In Mashhad the embassy staff only speak Farsi, so unless you can speak the language try to take an Iranian! They were rude and difficult, hadn’t received any information from the Tehran embassy about us, but eventually gave us the visas for an extortionate $85 each (the express fee, possibly bumped up for Brits), despite visiting the Tehran embassy 2 weeks earlier. It was at least issued on the same day.
Turmenistan Embassy address in Tehran:
Barati St, off Vatanpoor St, North of Lavasani St, Tehran
Opening times: Mon to Thurs 9:00 to 11:00am, Sun 9:30am to 11:00am
(note: the old address in Golestan is still listed in many guide books and plastered all over the internet – this is definitely the correct address as of Feb 2011)
Turkmenistan Embassy address in Mashhad:
Beydane Shahidan, Kucheye Konsulgari 34, Mashhad
Opening times: Tues, Wed & Sat 8:30am to 12:00pm
We used another agency (Stan Tours) to provide a letter of invitation and applied for our visa in Tehran. A 30 day tourist visa was issued in 10 minutes for $105, although I think we paid extra for a express service – it wasn’t made clear. In hindsight, we probably didn’t need to use the agency for this visa, although it certainly made it very easy in Tehran – one 10 minute visit to the embassy! If you have a week or two spare, save yourself the money and don’t bother with the agency.
The dates are fixed (although we managed to get the visa issued for different dates than those on our letter of invitation), so you need to be fairly certain when you’ll arrive at the border.
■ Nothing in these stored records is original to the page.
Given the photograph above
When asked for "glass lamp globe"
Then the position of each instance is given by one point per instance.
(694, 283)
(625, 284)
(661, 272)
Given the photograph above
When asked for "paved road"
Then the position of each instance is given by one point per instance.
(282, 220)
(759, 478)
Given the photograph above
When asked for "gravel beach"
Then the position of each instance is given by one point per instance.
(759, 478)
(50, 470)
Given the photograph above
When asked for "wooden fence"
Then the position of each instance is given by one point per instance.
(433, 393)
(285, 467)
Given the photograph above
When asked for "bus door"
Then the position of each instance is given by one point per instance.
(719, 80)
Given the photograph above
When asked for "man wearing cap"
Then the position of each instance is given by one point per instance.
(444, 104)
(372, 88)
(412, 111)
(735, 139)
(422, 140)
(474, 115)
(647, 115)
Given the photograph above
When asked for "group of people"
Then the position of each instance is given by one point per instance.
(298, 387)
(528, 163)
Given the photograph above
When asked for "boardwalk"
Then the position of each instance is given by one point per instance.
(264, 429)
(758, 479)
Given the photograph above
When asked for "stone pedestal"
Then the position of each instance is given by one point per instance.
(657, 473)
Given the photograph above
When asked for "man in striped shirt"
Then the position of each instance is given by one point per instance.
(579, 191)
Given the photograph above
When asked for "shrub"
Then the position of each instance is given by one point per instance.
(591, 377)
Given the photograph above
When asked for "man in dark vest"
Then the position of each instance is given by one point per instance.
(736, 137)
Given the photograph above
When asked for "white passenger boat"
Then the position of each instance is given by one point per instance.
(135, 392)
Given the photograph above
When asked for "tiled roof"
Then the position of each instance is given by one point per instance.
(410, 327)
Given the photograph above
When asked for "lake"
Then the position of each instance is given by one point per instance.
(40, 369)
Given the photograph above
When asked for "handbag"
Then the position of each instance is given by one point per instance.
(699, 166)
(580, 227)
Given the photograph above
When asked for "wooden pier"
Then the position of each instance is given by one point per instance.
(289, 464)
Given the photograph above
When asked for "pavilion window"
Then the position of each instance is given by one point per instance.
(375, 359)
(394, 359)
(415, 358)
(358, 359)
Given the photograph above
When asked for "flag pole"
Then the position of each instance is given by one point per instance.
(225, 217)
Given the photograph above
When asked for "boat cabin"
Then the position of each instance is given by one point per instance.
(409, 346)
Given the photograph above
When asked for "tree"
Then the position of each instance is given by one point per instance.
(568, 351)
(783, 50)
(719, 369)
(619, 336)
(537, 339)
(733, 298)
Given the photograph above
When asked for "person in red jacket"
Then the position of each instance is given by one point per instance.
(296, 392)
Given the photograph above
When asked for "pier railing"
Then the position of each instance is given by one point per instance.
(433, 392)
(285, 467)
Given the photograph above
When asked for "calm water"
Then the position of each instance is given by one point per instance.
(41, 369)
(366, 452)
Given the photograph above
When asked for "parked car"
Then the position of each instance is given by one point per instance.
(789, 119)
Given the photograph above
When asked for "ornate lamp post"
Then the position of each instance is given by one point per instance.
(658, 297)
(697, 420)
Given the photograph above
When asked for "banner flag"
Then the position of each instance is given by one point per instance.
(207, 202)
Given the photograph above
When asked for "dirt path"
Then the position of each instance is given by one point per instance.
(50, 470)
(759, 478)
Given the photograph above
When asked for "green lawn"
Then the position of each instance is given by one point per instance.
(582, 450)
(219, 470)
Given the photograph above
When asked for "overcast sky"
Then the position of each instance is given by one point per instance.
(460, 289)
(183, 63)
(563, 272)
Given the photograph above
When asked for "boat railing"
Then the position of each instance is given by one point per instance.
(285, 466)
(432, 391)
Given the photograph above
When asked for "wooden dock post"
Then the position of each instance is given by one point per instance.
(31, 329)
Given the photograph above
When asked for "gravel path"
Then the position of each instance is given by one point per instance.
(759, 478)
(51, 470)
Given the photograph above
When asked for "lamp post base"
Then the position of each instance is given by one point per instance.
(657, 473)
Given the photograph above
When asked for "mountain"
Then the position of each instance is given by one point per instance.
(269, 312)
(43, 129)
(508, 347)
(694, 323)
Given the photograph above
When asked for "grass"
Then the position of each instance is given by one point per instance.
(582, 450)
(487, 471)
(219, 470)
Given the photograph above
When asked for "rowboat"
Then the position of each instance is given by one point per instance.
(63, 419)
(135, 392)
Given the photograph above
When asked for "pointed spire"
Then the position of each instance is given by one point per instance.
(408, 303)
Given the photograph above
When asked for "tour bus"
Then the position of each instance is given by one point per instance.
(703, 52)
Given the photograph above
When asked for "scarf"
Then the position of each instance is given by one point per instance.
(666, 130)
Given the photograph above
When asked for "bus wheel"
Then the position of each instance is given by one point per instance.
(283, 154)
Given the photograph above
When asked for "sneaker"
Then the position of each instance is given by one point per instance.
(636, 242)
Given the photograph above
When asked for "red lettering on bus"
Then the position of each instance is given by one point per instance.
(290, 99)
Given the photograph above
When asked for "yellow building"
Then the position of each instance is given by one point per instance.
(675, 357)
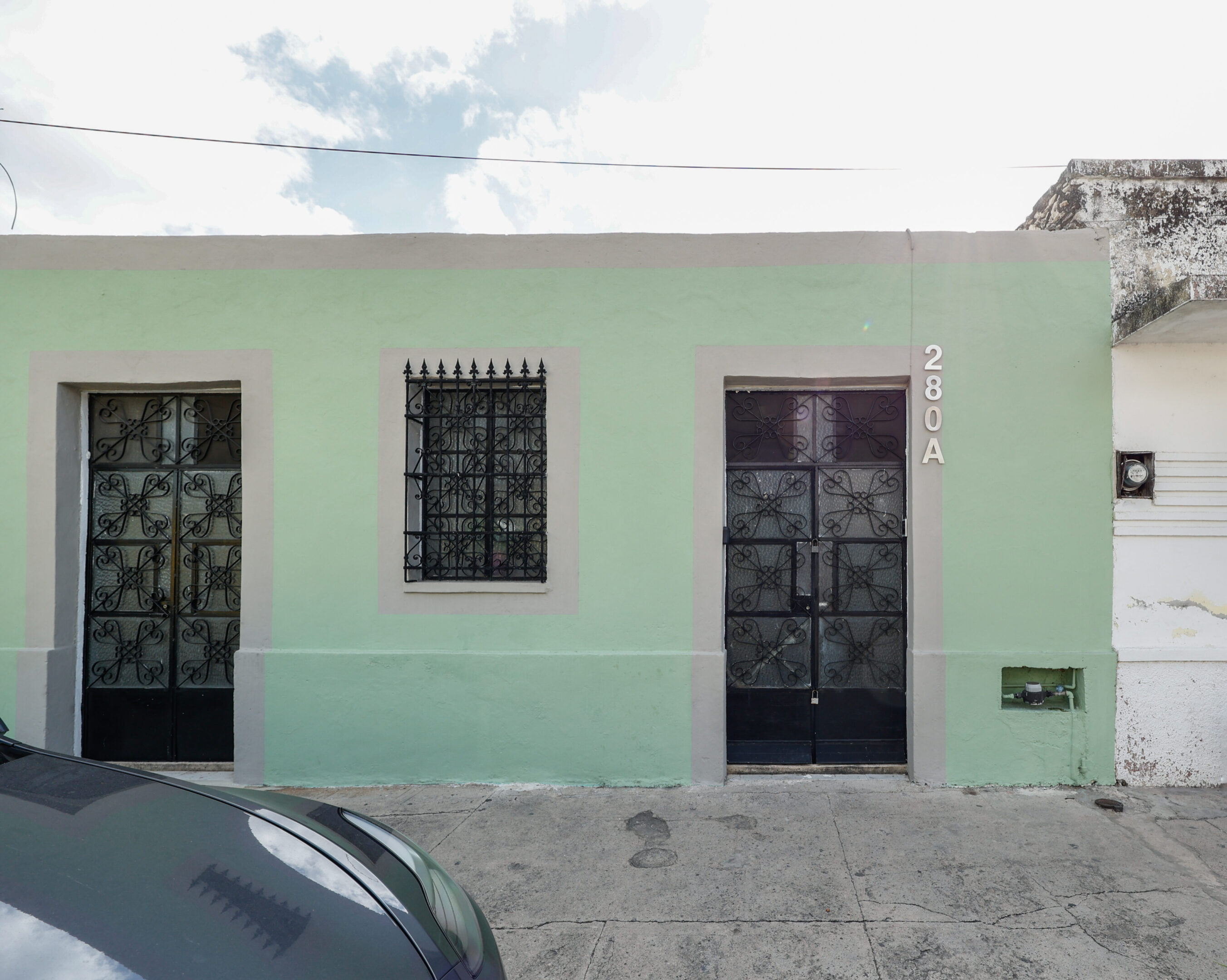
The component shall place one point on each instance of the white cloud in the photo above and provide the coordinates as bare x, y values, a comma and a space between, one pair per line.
954, 93
173, 68
951, 93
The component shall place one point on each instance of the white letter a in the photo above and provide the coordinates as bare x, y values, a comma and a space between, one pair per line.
933, 453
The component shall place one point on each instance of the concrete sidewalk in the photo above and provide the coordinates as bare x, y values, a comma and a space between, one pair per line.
831, 877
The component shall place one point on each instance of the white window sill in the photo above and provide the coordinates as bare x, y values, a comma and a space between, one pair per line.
476, 587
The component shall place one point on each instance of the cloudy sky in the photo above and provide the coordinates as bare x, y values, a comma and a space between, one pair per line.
956, 97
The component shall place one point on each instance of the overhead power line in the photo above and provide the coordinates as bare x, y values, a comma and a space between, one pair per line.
479, 160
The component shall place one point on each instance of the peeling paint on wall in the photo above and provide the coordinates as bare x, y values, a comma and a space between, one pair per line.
1172, 728
1166, 220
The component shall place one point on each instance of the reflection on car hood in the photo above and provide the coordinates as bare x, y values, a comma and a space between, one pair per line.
118, 876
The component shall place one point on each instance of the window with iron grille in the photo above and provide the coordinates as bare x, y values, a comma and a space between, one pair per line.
475, 505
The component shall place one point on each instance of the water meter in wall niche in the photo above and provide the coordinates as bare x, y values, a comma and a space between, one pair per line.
1135, 475
1041, 688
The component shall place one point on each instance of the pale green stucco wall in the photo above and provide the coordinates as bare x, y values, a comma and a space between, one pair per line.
9, 687
603, 696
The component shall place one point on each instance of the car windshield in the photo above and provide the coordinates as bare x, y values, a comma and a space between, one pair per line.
108, 875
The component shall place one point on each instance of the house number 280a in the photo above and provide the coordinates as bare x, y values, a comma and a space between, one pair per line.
933, 412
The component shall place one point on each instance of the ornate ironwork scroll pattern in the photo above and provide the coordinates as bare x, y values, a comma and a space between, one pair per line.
130, 578
133, 426
862, 577
205, 505
476, 474
770, 503
206, 652
117, 506
129, 652
764, 578
860, 503
213, 579
165, 540
863, 426
215, 427
860, 652
770, 427
769, 653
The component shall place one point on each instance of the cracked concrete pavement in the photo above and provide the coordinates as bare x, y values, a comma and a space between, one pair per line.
831, 877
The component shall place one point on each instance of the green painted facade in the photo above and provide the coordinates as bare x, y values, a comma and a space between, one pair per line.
604, 696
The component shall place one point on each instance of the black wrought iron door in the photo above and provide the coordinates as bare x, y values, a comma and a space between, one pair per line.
815, 577
162, 577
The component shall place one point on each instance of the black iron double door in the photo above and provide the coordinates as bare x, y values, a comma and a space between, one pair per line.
162, 577
815, 577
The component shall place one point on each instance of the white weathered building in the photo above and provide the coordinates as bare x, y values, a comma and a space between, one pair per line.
1167, 229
Again this meant we waited until Tehran to apply at which point we could have a pretty good guess. The visa is non-extendable.
Uzbekistan Embassy address in Tehran:
4th Park Alley, Movahhed Danesh Street, Boustan Street, Parsdaran Street, Tehran
Opening times: Sun to Thurs 9:00am to 11:00am
We applied for a 30 day tourist visa in Tashkent and collected it 3 days later. No LOI required, cost $30. The 30 days started on the date of issue.
Kazakhstan Embassy address in Tashkent:
Toshkent shahar, Chehov 23 Str., 70015 Tashkent
Opening times: Mon to Fri 9:00am to 12:00pm
We applied for a 90 day visa in Tashkent and collected it on the same day by paying the ‘rush’ fee of $100. Cheaper options for the slower ‘express’ and ‘normal’ processing is available. The 90 days start when we enter China, which we have to do within 3 months of the visa being issued. We included some provisional hotel reservations for the first 6 weeks of our 90 days in China and filled the hotel addresses on the application form, but I’m not sure they even looked at them. Very quick and easy – we’d definitely recommend applying for your Chinese visa in Tashkent over other cities, where we heard other people had problems. We needed no LOI, letter from the British Embassy, flight reservations etc which we’ve heard other people needed in the past. A pleasant surprise!
Chinese Embassy address in Tashkent:
No.79, Akademik Yahyo G’Ulomoy Street, Tashkent 700047
Opening times: Mon, Wed & Fri 9:00am to 12:00pm
Visas on arrival were not available at the Lao Cai border between China and Vietnam, so we applied for a visa in Kunming, China and were issued with a same day 30 day visa for 230 Yuan (about £20).
Visas on arrival were available at the Na Meo border between Vietnam and Laos, but we used a hotel visa service in Hanoi to get Lao visas. Cost was $42 each.
15 day visas on arrival are available for Thailand, but in order to get a 60 day visa (and therefore remove the hassle of extending) it was necessary to apply in advance at a Thai embassy. We applied in Kunming, China.